However, I will add that while Cuzco has been pretty good toward the other goats when I'm there, he's been naughty toward Phil and I ever since the babies were born. Cuzco knows who is responsible for the animals that annoy him, and right now Phil and I are in big trouble for bringing all these girls into his life after ten years of being a spoiled "only child". He's gotten pretty hostile as the girls have started coming into heat, and things came to a head a few weeks ago when I came home smelling like a buck I'd been handling at a friend's house. Cuzco came after me like he hadn't done since that day four years ago when I wore a hat with horns on it! The next day he went after Phil, and that was it! We got him a shock collar. It seems to be doing the trick. We haven't used it much, but then, we haven't really had to. Cuzco is listening now when we tell him he has to play nice or go away. I don't put it on a very high level, but it sure gets his attention in a hurry. He doesn't seem to know if he does or doesn't have it on, so my reprimand voice is all it usually takes to get him to stand down. 

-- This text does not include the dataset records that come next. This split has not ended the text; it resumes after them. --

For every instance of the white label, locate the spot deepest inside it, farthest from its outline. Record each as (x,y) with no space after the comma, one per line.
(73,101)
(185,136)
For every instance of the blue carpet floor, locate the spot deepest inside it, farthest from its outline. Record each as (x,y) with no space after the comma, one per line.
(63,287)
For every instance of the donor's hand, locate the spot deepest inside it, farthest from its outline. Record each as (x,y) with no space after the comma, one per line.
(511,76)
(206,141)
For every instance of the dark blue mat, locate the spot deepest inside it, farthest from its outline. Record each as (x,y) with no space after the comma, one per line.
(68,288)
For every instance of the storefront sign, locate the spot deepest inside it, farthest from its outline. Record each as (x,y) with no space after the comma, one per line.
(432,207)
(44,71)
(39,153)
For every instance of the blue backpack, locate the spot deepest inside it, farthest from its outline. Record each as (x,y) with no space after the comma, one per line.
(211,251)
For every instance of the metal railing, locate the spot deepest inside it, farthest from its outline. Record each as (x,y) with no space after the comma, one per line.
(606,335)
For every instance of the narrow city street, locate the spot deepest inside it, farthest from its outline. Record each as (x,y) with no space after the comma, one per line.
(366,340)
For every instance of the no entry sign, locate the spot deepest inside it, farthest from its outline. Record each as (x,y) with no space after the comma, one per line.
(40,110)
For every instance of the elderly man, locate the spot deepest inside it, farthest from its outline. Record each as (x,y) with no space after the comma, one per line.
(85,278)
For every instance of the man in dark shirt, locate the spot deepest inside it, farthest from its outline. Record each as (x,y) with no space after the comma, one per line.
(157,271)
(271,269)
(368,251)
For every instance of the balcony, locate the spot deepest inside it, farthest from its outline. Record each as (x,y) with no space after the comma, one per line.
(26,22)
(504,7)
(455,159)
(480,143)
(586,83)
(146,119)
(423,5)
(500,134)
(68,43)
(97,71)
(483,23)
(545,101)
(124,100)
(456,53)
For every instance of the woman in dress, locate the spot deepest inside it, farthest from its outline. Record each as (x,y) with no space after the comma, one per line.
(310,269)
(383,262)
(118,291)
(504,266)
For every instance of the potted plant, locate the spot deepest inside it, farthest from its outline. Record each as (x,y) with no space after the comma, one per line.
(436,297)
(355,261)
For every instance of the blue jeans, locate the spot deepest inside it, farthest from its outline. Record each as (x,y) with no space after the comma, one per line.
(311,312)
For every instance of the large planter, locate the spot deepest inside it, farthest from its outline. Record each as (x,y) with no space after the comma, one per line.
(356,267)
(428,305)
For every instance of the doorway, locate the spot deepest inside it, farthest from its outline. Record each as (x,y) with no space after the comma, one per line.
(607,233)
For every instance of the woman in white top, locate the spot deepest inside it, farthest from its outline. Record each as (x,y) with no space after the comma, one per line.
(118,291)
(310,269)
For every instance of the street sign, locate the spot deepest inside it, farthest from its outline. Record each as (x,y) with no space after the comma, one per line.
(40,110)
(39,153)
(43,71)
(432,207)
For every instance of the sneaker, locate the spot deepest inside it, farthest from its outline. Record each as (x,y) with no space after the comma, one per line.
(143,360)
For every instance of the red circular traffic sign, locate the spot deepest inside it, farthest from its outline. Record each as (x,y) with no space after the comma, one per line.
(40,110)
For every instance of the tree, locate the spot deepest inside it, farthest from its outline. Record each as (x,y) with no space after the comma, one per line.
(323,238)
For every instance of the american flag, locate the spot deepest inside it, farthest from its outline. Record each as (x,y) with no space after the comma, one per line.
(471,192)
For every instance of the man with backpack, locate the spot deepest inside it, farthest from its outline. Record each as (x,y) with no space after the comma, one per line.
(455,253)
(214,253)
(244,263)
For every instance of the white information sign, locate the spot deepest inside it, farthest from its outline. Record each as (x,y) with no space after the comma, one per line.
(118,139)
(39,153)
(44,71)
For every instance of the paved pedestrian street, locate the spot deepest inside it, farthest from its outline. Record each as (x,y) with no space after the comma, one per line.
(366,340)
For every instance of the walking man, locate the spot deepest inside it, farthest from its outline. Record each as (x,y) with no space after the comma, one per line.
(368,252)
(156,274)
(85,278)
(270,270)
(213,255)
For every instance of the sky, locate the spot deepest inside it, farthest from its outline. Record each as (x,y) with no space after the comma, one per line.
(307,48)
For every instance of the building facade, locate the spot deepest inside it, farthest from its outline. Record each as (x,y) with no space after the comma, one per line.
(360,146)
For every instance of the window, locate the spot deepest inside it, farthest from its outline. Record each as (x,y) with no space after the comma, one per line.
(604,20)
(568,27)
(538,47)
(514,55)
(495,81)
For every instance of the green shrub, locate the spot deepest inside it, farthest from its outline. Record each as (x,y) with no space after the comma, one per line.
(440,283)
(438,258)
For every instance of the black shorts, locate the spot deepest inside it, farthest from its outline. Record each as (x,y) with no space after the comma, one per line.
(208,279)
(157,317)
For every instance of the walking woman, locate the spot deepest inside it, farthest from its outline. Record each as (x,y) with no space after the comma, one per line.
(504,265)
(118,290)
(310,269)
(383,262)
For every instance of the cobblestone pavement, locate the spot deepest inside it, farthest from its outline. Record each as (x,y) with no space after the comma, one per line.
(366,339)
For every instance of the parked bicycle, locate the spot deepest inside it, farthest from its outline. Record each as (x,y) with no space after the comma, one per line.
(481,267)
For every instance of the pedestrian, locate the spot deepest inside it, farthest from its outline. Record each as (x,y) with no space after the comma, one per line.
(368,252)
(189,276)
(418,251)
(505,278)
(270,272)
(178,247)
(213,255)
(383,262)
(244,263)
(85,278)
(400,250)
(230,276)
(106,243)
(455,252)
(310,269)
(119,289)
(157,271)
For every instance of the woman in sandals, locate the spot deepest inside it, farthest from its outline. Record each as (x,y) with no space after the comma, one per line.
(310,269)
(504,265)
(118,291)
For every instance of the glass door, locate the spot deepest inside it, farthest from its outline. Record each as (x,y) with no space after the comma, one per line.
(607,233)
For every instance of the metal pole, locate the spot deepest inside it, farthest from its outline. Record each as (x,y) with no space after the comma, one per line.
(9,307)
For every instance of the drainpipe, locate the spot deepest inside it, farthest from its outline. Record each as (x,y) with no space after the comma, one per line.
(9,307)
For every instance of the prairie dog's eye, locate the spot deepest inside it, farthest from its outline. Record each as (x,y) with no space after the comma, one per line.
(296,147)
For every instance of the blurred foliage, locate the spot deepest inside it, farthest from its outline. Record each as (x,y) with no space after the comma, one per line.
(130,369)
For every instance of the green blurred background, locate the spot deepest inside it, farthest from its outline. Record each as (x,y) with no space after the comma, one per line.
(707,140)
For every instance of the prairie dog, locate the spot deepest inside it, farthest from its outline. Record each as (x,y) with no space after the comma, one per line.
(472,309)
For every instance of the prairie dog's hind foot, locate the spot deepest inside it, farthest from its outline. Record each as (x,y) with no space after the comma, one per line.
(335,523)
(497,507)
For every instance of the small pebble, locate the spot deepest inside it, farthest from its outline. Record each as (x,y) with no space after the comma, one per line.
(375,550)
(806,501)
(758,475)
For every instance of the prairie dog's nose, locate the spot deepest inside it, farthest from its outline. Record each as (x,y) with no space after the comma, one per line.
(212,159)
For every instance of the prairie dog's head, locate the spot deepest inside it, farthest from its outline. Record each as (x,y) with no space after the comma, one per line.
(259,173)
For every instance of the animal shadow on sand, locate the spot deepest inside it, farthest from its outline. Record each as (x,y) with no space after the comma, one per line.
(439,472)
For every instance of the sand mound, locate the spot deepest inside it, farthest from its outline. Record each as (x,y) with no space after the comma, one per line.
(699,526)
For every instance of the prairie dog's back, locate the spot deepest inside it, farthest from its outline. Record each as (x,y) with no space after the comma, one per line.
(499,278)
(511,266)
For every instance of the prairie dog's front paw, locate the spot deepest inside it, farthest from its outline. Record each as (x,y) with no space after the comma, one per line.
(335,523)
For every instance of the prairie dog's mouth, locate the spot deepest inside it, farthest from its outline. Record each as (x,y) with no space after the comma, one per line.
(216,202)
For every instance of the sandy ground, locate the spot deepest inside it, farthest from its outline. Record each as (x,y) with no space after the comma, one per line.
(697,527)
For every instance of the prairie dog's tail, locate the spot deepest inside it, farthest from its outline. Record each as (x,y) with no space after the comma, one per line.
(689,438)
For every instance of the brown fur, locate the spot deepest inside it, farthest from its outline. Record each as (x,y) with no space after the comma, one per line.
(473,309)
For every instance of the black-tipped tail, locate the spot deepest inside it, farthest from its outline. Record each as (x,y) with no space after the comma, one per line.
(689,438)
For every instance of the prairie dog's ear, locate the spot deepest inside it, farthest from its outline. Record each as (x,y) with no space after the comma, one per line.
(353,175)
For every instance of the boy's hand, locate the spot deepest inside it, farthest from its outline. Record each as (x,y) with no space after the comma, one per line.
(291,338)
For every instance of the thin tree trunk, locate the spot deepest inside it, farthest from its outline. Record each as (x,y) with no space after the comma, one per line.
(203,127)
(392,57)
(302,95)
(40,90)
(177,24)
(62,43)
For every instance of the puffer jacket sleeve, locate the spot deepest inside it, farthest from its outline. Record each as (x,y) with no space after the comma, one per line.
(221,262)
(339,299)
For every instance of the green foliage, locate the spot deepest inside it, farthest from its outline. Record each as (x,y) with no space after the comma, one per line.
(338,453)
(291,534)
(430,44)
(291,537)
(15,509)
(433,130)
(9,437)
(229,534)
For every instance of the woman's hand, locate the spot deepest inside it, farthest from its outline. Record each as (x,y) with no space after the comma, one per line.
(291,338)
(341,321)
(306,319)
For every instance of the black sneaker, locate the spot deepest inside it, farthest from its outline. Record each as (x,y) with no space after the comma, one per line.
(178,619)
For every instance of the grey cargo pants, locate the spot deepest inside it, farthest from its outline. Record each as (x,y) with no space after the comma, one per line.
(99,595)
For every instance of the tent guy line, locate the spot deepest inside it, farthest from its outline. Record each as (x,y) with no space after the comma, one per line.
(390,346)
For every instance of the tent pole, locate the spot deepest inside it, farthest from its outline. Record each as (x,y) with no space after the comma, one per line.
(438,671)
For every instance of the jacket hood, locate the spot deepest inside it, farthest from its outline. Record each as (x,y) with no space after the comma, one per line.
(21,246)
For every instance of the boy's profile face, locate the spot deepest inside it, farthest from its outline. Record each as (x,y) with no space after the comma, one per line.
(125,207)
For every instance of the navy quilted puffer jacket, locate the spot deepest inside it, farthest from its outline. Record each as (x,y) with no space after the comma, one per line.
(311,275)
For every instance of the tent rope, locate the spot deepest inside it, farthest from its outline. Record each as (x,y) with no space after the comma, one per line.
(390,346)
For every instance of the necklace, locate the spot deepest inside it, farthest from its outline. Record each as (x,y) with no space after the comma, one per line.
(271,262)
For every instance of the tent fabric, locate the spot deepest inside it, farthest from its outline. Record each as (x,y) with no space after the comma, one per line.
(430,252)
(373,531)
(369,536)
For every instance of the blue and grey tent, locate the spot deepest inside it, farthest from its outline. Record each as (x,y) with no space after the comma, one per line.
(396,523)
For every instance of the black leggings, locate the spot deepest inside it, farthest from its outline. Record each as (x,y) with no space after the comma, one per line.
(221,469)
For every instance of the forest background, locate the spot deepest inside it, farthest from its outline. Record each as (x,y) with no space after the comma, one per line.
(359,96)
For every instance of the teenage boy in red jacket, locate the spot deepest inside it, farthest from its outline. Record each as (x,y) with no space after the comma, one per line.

I wish Cuzco would mellow out about the girls though. He's so friendly and personable when we let him on the porch. The girls aren't allowed up there (no bathroom manners and they eat my flowers), but Cuzco gets to come up with us any time we're swinging on the deck. He knows the porch is his own special privilege and he loves it. He's friendly and almost cuddly when he doesn't have to share our affections. He was also very personable when I took the girls to State Fair for a few days. I'd come home at night and put Cuzco and the horses to bed and he would putter around after me or walk ahead without one hint of raised hair or stink-eye. I'd hardly seen such manners all summer. Then I brought the girls home and he was right back to being Mr. Crankypants. Poor old fella. It really wasn't fair for us to spring all these giggling, pesky, hormonal girls on him in his twilight years. He was settled and perfectly happy being an only goat. He went from a privileged pet to an ordinary farm animal like everybody else. Now he has to sleep in the goat pen instead of in his special house under the deck or on our front doormat. He no longer has the run of the porch. Other goats poop and pee in the shed that he used to keep so clean. It's a rough life. He could write a book.


----------



## Saltlick (Jun 12, 2011)

Awe... Cuzco. Poor guy  I do have a shock collar and if things don't improve much I may use it. However it's only been a month I guess, and thing have improved some, so I'll give it more time first. At least Zoki and Putnik are doing ok, although it seems Zoki will always be the outsider. I'll get another good spray bottle and give Django a little more time before I get more severe...


----------



## TDG-Farms (Jul 12, 2013)

OH I am glad you brought up the shock collar. I didnt wanna chime in with my opinion cause it either involved a collar or a bb gun.  Id use the collar right away. Be outta sight when you use it. Anytime he gets mean towards the other boy, give him a sap! He will soon relate the zap with the other boy and he should leave him alone pretty quick.


----------



## Saltlick (Jun 12, 2011)

Thanks Dave. I need to harden up a bit I guess. Funny you mentioned the BB gun because just today I joked about digging out my BB gun and pumping it up just enough to sting but not injure of course. Now I don't feel do guilty for having that thought!


----------



## Saltlick (Jun 12, 2011)

I did finally see the new goat turn around and go head to head with Django after being chased in the pen today. Things are looking up!


----------



## TDG-Farms (Jul 12, 2013)

I have used mine to do some "teaching". That is how I trained the dogs not to chase the goats. Also used it to teach a yearling doe who would girdle herself into the creep feeder and then push the babies outta the way to eat all the hay. 1 pump is usually enough depending upon distance. I actually had my nephew shoot me with it years ago. At about 40 feet 2 pumps is enough to sting bad but not do damage.


----------



## Saltlick (Jun 12, 2011)

Yep. My brother and cousin shot me with one when I was a kid. It bounced off, but stung like hell!


----------